The Collected Letters of Robert E. Howard

I just received these last week from the REH Foundation.

http://www.rehfoundation.org/?page_id=29

They came with a facsimile of one of Howard's actual letters to H.P. Lovecraft. I am in seventh heaven. I've wanted a collection of Howard's letters since I was about 12 (yes, I was a weird kid). Now I have them. ALL of them.




Early reactions:

I'm not very far into this, yet--only a few letters into volume one. So far they've all been written to Tevis Clyde Smith, who was, as most of you probably know, a friend of Howard's from high school, and a fellow writer (though Smith never got as successful as Howard).

I should qualify this with two statements: First, I believe in judging works of literature and attitudes in the frame of the time and place in which they were written, and not by modern sensibilities. People have lambasted Howard for his racist views, but I don't think it's a fair assessment overall. I'm not saying he wasn't racist--he was. So were the VAST majority of people in Texas (and indeed, in the world) in the 1920s. Certainly there are a lot of racist people out there today, as well, but racism is not socially accepted in today's society as it was back then. People are products of their environments. Howard was no different. He didn't have the clear choice to not be racist as we do today. He was educated to be racist. It was everywhere around him. It was part and parcel of the unfortunate society in which he lived. Rather than condemning those attitudes because they clash with modern sensibilities, we need to look past them and see if there are other elements of value in what he wrote. Most Howard scholars believe there is.

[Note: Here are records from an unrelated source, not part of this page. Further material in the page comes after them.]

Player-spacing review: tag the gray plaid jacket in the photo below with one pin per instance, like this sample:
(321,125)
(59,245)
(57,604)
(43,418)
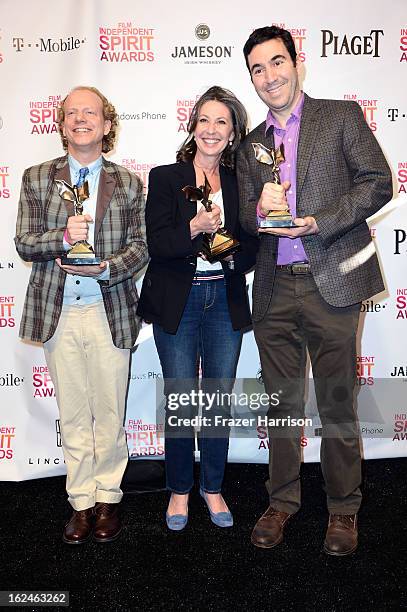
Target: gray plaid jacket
(119,239)
(342,179)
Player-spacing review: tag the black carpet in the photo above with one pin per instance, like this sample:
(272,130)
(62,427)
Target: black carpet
(205,567)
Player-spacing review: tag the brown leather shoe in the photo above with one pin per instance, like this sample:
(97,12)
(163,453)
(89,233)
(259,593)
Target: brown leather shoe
(342,534)
(108,525)
(268,531)
(79,528)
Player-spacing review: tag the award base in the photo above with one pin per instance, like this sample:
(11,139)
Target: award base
(219,245)
(278,220)
(81,254)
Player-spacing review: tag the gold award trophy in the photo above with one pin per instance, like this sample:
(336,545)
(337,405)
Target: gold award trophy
(82,252)
(273,158)
(220,244)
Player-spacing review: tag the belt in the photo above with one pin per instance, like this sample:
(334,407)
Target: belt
(208,276)
(296,268)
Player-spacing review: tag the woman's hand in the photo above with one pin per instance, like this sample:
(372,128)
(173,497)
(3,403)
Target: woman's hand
(207,222)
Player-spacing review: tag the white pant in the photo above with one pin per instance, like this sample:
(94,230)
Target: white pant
(90,377)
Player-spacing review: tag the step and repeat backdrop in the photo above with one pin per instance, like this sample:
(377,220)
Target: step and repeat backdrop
(152,60)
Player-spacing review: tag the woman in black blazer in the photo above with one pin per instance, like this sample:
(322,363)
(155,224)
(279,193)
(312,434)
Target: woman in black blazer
(198,309)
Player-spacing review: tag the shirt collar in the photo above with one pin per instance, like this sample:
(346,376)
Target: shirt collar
(75,166)
(295,115)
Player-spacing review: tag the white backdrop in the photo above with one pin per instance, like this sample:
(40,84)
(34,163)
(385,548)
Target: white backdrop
(152,61)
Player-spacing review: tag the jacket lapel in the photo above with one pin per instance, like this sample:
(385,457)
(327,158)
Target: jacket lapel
(186,174)
(107,183)
(63,173)
(308,132)
(229,195)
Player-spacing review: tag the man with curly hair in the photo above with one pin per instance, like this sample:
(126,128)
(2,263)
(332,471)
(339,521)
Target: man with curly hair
(85,315)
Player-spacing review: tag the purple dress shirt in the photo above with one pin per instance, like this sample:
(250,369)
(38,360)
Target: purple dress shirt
(289,250)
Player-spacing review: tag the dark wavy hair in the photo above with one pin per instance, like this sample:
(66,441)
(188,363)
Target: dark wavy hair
(261,35)
(187,150)
(109,113)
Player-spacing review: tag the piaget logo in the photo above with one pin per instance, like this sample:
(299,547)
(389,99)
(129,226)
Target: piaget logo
(346,44)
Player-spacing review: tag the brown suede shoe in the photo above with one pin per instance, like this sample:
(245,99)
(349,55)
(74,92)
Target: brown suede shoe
(268,531)
(342,534)
(108,525)
(79,528)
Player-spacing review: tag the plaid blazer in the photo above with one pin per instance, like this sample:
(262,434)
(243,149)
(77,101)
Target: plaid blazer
(119,239)
(342,179)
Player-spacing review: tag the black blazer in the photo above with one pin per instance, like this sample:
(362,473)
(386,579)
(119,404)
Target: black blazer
(168,279)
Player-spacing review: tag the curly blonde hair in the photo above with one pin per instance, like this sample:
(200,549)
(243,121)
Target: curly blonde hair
(109,113)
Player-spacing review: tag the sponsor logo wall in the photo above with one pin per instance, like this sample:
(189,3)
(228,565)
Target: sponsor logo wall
(153,60)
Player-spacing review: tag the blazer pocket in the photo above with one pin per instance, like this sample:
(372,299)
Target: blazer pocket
(152,295)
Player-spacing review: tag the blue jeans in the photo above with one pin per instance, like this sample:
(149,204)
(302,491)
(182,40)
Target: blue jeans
(205,331)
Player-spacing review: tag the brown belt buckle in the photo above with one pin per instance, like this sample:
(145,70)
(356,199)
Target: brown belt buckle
(300,268)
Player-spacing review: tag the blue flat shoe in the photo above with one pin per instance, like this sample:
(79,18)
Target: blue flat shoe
(221,519)
(176,522)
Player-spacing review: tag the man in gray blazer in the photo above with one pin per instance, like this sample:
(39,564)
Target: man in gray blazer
(85,314)
(310,279)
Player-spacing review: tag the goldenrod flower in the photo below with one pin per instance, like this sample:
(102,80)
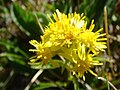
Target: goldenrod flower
(68,36)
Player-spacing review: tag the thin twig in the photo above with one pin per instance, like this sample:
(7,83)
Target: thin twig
(33,79)
(39,23)
(103,79)
(106,30)
(107,35)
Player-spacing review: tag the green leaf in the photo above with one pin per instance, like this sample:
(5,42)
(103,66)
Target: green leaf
(75,82)
(26,21)
(45,85)
(9,45)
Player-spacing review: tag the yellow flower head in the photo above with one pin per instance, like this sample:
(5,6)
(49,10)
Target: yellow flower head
(63,30)
(68,36)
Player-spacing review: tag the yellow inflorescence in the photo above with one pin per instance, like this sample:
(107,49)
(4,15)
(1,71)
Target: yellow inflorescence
(68,36)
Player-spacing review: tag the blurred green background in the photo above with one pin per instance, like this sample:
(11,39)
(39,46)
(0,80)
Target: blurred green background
(18,25)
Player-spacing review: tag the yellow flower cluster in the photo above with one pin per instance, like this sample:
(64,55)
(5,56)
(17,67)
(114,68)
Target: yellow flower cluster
(69,37)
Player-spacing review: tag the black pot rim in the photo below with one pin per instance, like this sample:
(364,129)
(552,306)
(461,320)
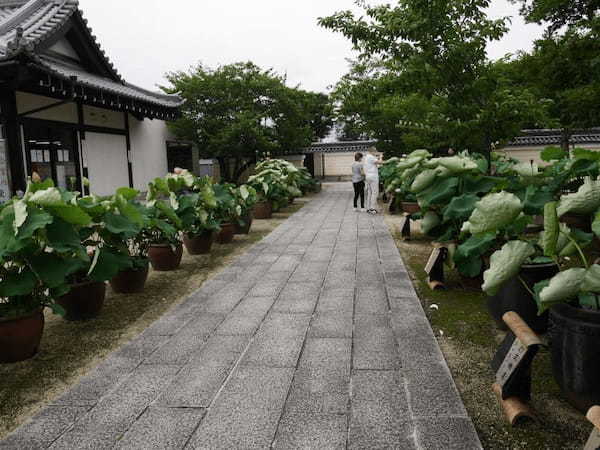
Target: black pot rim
(23,316)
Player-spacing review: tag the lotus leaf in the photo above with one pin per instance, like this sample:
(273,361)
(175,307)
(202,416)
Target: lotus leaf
(585,201)
(494,212)
(506,264)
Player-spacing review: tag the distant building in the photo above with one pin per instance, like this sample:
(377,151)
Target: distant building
(333,160)
(66,113)
(528,146)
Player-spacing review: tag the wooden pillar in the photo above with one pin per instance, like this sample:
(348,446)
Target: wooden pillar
(12,134)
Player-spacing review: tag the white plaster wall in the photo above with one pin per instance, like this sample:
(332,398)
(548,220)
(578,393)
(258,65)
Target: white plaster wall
(28,102)
(100,117)
(148,150)
(105,156)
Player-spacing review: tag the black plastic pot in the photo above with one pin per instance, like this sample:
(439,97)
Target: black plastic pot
(575,335)
(515,297)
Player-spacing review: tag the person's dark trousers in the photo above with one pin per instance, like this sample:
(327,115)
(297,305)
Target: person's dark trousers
(359,191)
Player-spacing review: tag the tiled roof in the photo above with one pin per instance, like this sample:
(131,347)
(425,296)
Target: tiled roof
(26,25)
(544,138)
(340,147)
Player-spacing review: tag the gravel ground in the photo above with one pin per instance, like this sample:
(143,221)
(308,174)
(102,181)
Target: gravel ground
(468,339)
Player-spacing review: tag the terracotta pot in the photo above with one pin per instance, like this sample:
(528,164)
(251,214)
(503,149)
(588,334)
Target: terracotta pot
(245,229)
(20,337)
(226,234)
(163,258)
(411,207)
(84,301)
(263,210)
(130,281)
(198,244)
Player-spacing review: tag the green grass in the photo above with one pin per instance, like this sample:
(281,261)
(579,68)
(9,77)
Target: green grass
(71,349)
(469,339)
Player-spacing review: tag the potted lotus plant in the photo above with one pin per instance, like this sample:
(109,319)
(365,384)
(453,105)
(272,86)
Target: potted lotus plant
(197,213)
(39,249)
(246,198)
(228,212)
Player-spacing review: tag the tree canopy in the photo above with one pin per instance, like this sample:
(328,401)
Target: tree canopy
(424,79)
(239,113)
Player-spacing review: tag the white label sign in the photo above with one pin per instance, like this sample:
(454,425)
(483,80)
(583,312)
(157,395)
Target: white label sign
(4,173)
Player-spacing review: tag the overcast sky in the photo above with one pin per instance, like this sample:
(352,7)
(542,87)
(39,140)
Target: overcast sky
(147,38)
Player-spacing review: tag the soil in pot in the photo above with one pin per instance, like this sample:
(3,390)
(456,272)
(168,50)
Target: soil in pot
(411,207)
(84,301)
(130,281)
(515,297)
(20,337)
(198,244)
(574,334)
(163,258)
(244,229)
(263,210)
(225,236)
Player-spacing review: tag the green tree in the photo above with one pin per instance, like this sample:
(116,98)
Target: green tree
(239,113)
(435,83)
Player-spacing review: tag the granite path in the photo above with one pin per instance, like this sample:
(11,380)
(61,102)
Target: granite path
(314,338)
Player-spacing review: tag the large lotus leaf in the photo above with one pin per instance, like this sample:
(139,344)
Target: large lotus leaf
(460,208)
(47,197)
(54,270)
(36,219)
(563,287)
(421,153)
(430,221)
(438,194)
(596,224)
(527,169)
(109,264)
(16,285)
(423,180)
(479,184)
(553,153)
(535,200)
(71,214)
(128,193)
(119,224)
(506,264)
(582,239)
(549,237)
(591,283)
(585,201)
(458,164)
(63,237)
(494,212)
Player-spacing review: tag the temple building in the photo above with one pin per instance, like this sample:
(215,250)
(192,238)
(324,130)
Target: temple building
(65,111)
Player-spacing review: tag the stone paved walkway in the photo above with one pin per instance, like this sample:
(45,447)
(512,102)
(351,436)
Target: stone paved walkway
(313,339)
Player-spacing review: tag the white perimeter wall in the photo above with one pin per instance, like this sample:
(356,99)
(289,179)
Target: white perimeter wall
(106,159)
(148,150)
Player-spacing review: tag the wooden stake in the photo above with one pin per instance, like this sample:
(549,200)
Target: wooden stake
(514,409)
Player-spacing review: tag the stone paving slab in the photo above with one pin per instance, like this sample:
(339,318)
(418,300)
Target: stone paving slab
(314,338)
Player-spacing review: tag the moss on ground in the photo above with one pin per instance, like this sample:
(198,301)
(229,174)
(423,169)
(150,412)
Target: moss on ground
(469,339)
(71,349)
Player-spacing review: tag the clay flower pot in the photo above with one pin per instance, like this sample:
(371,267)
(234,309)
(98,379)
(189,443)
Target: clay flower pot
(263,210)
(198,244)
(84,301)
(130,281)
(244,229)
(20,337)
(163,258)
(226,234)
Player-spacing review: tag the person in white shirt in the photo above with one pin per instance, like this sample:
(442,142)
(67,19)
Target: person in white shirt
(371,168)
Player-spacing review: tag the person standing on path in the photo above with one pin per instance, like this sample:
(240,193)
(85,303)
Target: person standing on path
(358,181)
(371,169)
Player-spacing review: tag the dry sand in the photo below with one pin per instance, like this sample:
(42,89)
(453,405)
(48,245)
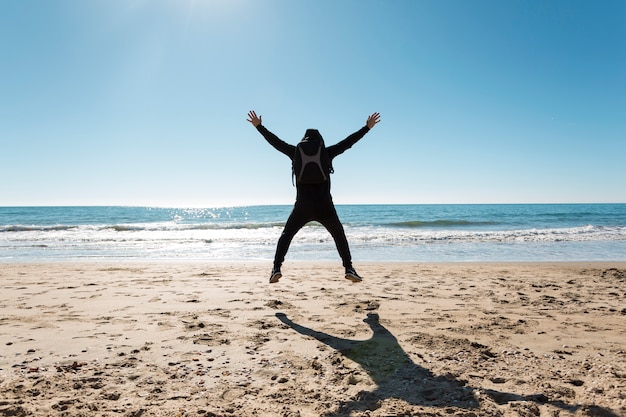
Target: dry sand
(174,339)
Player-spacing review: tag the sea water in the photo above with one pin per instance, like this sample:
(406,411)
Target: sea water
(420,233)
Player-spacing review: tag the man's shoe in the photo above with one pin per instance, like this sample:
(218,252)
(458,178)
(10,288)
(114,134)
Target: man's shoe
(352,275)
(276,274)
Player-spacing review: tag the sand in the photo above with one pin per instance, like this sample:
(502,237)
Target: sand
(193,339)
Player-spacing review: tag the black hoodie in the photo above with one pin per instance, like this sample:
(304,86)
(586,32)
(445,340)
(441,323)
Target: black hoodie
(313,192)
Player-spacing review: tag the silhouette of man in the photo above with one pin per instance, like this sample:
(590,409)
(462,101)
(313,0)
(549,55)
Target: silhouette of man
(313,201)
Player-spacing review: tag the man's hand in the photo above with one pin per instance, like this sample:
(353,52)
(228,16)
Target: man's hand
(252,118)
(372,120)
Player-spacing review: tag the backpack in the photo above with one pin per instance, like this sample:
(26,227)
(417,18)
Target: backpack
(311,163)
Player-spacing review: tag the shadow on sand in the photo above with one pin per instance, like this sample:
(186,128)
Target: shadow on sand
(397,376)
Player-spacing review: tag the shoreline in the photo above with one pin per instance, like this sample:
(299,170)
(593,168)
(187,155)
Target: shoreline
(214,338)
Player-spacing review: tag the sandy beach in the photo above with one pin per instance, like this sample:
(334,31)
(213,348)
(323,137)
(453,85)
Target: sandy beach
(198,339)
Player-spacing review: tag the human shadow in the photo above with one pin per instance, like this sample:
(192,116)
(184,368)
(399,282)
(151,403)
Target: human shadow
(396,375)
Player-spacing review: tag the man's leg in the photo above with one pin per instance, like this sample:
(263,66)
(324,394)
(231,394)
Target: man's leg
(330,220)
(297,219)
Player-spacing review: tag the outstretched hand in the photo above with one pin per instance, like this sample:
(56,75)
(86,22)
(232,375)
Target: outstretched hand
(372,120)
(252,118)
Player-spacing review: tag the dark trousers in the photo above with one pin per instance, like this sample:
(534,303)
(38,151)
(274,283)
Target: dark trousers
(324,213)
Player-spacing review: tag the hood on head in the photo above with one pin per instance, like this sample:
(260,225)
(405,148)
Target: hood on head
(312,134)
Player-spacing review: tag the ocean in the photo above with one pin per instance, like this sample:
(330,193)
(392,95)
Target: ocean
(389,233)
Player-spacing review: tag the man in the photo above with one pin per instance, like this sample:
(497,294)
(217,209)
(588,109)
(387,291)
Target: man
(313,201)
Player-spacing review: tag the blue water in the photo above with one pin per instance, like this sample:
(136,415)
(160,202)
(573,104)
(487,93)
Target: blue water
(422,233)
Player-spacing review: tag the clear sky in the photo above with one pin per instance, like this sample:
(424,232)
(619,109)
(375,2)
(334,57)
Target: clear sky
(137,102)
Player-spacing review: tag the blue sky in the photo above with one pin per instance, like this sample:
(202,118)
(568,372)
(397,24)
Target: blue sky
(129,102)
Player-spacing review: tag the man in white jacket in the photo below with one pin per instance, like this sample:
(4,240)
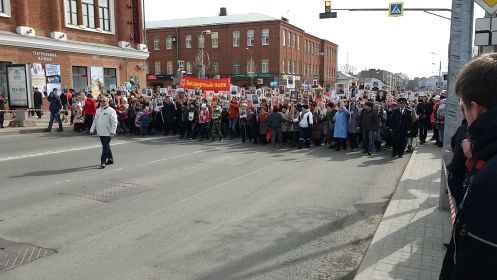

Second, Howard was seventeen at the time these letters were written. He was a kid, not long out of school and trying to find his way in the world. Like most 17-year-olds, he was also a know-it-all and talked out of his ass. A lot. But then, I expect he did that throughout his life. He was a teller of tales, not a university professor.

Still, those two points aside, the racism inherent in these letters is shocking to modern eyes. At one point Howard asks Smith to imagine "all the white races of the world arrayed against all the dark," and says that a race war would be one he would enter without reservation. He goes on to say that he believes the white races would be completely wiped out by the "Oriental" races, that he believes the peoples of Asia are superior to the whites, but still, the stark drawing of lines is shocking to read. Again, I don't think it's fair to judge him personally based on these attitudes, but it's rough to see those words on a page.

In other areas, Howard's creativity and humor stands out very clearly. He included poetry in many of his letters, much of which so far as I know was never actually published, and a lot of which was really good. He includes a comic illustrating a stone-age courtship that had me laughing aloud, and a parody of Shakespeare that was also quite amusing.

His letters are very stream-of-consciousness, with him jumping from subject to subject at random, rambling a lot (but still being engaging) except when he gets on a rant about some aspect of history or culture about which he thinks he's an expert.

At the point where I am in the books, he has not yet gained any kind of success or notoriety so he hasn't anything substantial to say about writing.

So far the letters are quite fascinating to read, and just to reiterate: I'm not for judging Howard based on his attitudes. I would be much more likely to judge a MODERN writer for theirs. We live in a more enlightened age now (as hard as that may be to swallow, barbaric as our attitudes can be at times), where we now KNOW that bigotry is wrong and it is not socially acceptable. And yet, sadly, there are still some to cling to those sick ideals.

Howard, however, didn't "cling" to sick or socially unacceptable ideas. He was a product of his time and of his community. Nothing more, nothing less. As much as it might leave a bad taste in our mouth, his attitudes didn't make him a bad person any more than everyone else was a bad person at the time.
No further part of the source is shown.